Aug 22, 2021
Lessons from Life
1
 min read

I’m taking a day of silence.

Because I have been feeling a bit overwhelmed lately, at the time of this writing, I am finishing up a day of silence. Besides accidentally telling Siri to be quiet when she was going off on my alarm today, I haven’t spoken a single word.

The idea was to get a reset, but I learned a lot more lessons than that. Here they are:

Lesson 1 - I'm unintentional with my words.

Because there is friction involved in getting thoughts out, i.e. I need to type out anything that I am going to say on my phone or iPad and show it to the other person, I only say what is necessary. Going through this exercise has made me realize how unintentional I am with my words, constantly chattering and making noise even when it does not add any value. This intentionality in my communication makes my words actually mean more and is something I will carry with me moving forward.

Lesson 2 - I'm missing so much.

There are so many sounds that are happening all around me that I simply was not noticing. Because I am typically so focused on the next thing that I will say, I miss so much. By shutting my mouth and opening my ears, I am much more present in each moment that I am living.

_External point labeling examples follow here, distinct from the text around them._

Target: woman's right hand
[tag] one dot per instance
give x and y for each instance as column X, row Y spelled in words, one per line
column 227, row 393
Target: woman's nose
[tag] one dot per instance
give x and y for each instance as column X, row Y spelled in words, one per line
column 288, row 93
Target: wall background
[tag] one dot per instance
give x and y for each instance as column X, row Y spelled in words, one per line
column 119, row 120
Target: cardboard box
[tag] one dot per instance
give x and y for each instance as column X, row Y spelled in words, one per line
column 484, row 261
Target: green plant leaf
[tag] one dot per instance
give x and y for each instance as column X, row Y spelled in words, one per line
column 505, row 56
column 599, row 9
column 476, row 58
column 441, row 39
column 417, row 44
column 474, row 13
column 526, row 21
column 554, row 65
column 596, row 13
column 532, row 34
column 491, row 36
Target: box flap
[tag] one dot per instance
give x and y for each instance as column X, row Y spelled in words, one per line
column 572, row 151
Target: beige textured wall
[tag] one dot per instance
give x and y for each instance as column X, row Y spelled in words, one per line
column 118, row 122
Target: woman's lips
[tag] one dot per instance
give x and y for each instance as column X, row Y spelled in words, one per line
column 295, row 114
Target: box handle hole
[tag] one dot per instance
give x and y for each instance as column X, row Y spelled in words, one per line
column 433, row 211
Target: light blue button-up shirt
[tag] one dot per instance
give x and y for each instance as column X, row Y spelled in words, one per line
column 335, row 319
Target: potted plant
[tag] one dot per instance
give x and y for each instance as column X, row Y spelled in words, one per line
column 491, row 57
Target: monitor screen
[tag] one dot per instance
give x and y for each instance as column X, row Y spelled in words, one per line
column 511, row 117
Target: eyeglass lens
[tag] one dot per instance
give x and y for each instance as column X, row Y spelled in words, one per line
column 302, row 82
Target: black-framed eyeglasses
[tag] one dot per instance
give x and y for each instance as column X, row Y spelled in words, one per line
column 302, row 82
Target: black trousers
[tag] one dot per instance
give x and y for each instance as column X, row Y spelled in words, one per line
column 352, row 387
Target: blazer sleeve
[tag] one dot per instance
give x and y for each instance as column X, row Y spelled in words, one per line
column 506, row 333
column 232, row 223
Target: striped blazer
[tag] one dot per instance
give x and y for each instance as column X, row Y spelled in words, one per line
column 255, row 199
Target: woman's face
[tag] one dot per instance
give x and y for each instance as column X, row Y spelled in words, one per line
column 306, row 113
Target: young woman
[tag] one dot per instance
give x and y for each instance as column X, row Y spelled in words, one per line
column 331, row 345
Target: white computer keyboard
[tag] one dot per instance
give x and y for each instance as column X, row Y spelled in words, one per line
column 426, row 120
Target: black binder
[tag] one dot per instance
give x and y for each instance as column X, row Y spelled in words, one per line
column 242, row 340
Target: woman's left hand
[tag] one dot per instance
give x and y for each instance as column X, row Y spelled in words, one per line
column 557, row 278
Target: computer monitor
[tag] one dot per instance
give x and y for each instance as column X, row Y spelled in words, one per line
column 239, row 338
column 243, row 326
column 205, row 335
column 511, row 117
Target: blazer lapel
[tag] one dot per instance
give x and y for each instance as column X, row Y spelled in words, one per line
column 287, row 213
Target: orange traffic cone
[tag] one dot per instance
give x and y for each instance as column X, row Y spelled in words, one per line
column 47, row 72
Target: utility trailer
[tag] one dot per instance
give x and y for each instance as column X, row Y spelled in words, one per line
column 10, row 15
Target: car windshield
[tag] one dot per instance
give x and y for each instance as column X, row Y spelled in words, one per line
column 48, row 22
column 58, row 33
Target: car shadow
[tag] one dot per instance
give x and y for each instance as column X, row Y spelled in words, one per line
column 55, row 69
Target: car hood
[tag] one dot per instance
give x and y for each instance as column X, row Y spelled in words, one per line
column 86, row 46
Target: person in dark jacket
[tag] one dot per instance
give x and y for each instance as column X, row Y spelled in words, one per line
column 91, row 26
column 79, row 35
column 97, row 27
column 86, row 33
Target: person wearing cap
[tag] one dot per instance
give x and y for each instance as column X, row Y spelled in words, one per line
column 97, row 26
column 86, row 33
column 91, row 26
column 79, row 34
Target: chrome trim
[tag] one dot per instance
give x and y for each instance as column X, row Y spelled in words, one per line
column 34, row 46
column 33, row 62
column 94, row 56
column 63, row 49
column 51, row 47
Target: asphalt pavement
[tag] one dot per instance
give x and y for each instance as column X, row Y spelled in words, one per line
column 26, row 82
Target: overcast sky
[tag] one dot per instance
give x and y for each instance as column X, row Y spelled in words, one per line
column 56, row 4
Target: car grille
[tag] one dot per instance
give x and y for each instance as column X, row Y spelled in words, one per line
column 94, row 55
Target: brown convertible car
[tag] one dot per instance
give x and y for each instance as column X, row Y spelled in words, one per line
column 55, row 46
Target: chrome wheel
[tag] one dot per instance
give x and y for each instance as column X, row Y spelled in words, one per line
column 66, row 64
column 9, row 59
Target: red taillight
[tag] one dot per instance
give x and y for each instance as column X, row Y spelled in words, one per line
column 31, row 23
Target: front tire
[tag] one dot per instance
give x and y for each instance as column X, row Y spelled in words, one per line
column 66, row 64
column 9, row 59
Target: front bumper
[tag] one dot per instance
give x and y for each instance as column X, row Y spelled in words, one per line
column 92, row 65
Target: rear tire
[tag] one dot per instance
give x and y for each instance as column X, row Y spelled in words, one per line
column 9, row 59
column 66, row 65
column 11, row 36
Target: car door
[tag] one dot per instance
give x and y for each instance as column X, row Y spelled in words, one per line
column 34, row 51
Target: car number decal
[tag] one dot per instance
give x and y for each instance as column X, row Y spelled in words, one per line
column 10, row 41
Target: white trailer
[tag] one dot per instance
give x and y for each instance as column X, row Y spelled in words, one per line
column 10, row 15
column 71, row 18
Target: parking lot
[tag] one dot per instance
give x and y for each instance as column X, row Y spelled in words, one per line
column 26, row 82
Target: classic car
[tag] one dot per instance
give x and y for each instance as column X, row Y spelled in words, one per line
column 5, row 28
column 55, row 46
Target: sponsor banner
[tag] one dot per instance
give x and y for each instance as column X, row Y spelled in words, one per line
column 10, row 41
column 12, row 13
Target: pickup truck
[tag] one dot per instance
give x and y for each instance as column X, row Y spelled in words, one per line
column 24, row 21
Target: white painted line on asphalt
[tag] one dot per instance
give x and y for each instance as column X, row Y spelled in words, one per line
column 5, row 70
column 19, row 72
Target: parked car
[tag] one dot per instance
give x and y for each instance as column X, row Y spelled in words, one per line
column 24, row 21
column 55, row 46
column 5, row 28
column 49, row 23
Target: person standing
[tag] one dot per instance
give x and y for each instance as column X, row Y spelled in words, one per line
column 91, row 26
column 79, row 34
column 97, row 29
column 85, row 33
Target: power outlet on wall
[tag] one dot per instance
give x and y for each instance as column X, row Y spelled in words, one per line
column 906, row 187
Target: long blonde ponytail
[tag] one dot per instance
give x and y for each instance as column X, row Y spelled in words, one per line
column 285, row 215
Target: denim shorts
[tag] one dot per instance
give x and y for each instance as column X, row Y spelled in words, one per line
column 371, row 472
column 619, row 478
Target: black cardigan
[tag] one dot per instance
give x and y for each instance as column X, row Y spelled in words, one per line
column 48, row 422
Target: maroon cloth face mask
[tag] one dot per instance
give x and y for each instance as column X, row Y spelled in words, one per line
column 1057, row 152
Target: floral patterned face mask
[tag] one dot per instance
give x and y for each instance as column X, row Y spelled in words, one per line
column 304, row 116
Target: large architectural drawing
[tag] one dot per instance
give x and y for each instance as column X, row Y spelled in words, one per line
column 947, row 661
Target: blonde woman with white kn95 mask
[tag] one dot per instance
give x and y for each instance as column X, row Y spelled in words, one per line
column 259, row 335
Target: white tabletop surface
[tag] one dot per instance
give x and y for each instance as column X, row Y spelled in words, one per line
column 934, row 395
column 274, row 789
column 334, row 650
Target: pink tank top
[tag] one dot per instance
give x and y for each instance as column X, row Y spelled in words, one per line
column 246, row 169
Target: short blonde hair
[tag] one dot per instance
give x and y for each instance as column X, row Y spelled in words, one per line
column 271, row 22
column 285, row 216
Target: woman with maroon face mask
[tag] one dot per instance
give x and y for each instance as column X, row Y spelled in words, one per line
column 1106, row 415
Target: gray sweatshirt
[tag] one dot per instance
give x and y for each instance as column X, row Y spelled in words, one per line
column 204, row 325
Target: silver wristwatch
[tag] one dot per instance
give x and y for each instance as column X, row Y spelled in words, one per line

Lesson 3 - Words aren't always needed.

Much can be communicated with a smile. Even though I am not speaking, I am not a hermit hiding away at home - I am working now at my favorite coffee shop and will be heading to the gym later. Since I don’t have spoken word to communicate, I am focused on utilizing my facial expressions and manipulating the energy that I send out to still spread love and joy with all those I see.

Lesson 4 - Presence can be enough.

I can enjoy time with my family simply by listening and giving them my presence. Often, when I think of spending time with loved ones, it involves me taking an active part in conversation. But what if my active presence is enough? Today, I have spent so much more time simply listening to what my family have to say. I am really hearing every word that they say to me because there’s no point in listening to respond when you know that you cannot speak. I’d never thought about this before, but this is now the best way that I know to force myself to listen to understand.

Lesson 5 - So much for granted.

I take a lot of things for granted - I didn’t know that my ability to speak is one of them. You can really end up knowing the value of a thing when it is taken away from you for a time. You best believe that moving forward, the ability to so easily communicate with others is something I will cherish much more.